Der sozialdemokratische Oppositionsführer Erdal Inönü, der

-symbolisch - mit Parteigenossen einen 100 Meter Spaziergang am 1.Mai unternahm, verurteilte unterdessen die Ausschreitungen der Polizei. „Es ist bedenklich, wenn der Innenminister, um die öffentliche Ordnung sicherzustellen, nur die Lösung sieht, Menschen umzubringen“, erklärte Inönü im Anschluß an die Ereignisse.

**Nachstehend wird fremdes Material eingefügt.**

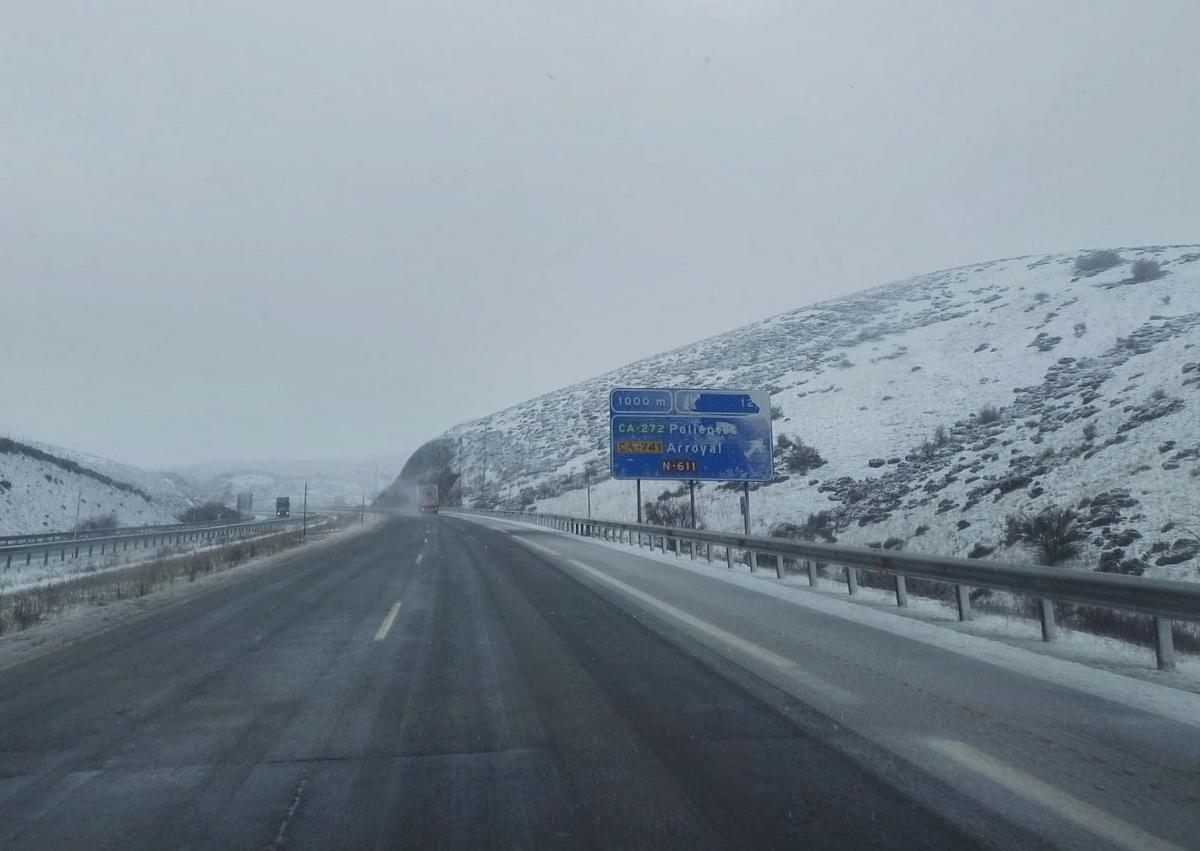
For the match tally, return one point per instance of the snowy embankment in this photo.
(42, 489)
(939, 407)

Der Istanbuler Polizeipräfekt Cahit Bayar, verantwortlich für den Einsatz, gab auf einer Pressekonferenz bekannt, daß ein Schußbefehl nicht erteilt worden sei. „Die Polizei handelt eigenständig im Rahmen des Polizeigesetzes.“ Auf das Drängen von Journalisten, die dem Präfekten berichteten, wie auf wehrlose Demonstranten geschossen worden war, tat er erstaunt. Ein Ermittlungsverfahren gegen Polizisten erwarte er nicht.

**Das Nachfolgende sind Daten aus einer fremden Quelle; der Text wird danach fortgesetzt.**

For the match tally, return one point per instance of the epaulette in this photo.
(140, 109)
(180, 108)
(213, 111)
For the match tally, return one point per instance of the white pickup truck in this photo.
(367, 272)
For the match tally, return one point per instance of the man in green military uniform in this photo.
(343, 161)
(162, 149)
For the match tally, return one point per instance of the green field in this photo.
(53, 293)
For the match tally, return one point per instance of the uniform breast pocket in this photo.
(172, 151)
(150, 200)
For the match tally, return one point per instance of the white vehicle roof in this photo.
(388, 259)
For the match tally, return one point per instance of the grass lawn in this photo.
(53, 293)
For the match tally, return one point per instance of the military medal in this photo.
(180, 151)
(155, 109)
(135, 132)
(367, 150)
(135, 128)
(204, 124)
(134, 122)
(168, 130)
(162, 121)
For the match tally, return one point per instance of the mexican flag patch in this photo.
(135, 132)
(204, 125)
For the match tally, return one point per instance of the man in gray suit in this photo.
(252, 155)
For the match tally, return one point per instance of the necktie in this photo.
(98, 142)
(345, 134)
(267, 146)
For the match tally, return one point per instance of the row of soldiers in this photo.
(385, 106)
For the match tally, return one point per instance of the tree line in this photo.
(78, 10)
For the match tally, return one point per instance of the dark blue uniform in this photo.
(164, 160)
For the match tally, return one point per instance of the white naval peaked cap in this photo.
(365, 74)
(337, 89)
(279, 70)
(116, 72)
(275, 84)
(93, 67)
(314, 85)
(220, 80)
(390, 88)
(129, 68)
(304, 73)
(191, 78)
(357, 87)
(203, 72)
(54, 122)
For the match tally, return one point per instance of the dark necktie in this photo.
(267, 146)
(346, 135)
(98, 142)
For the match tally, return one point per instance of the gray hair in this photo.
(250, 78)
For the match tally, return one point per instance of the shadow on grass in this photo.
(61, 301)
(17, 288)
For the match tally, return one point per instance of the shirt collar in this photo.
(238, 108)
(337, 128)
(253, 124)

Der Staatsminister und stellvertretende Ministerpräsident Ali Bozer, der im Namen der Regierung Stellung zu den Vorfällen nahm, rechtfertigte den Polizeieinsatz. „Es ist ungerecht, aus dieser Geschichte politisches Kapital zu schlagen und unsere Regierung als arbeiterfeindlich hinzustellen. Wir haben nur den Gesetzen Geltung verschafft.“

Auf die Frage von Journalisten, wie sich ein Beitritt in die EG mit schießenden Polizisten am 1.Mai vereinbaren ließe, antwortete Bozer: „Ein wichtiges Prinzip in den EG -Mitgliedsländern ist die Rechtsstaatlichkeit. Und in der Türkei herrscht Rechtsstaatlichkeit.“ (siehe Interview)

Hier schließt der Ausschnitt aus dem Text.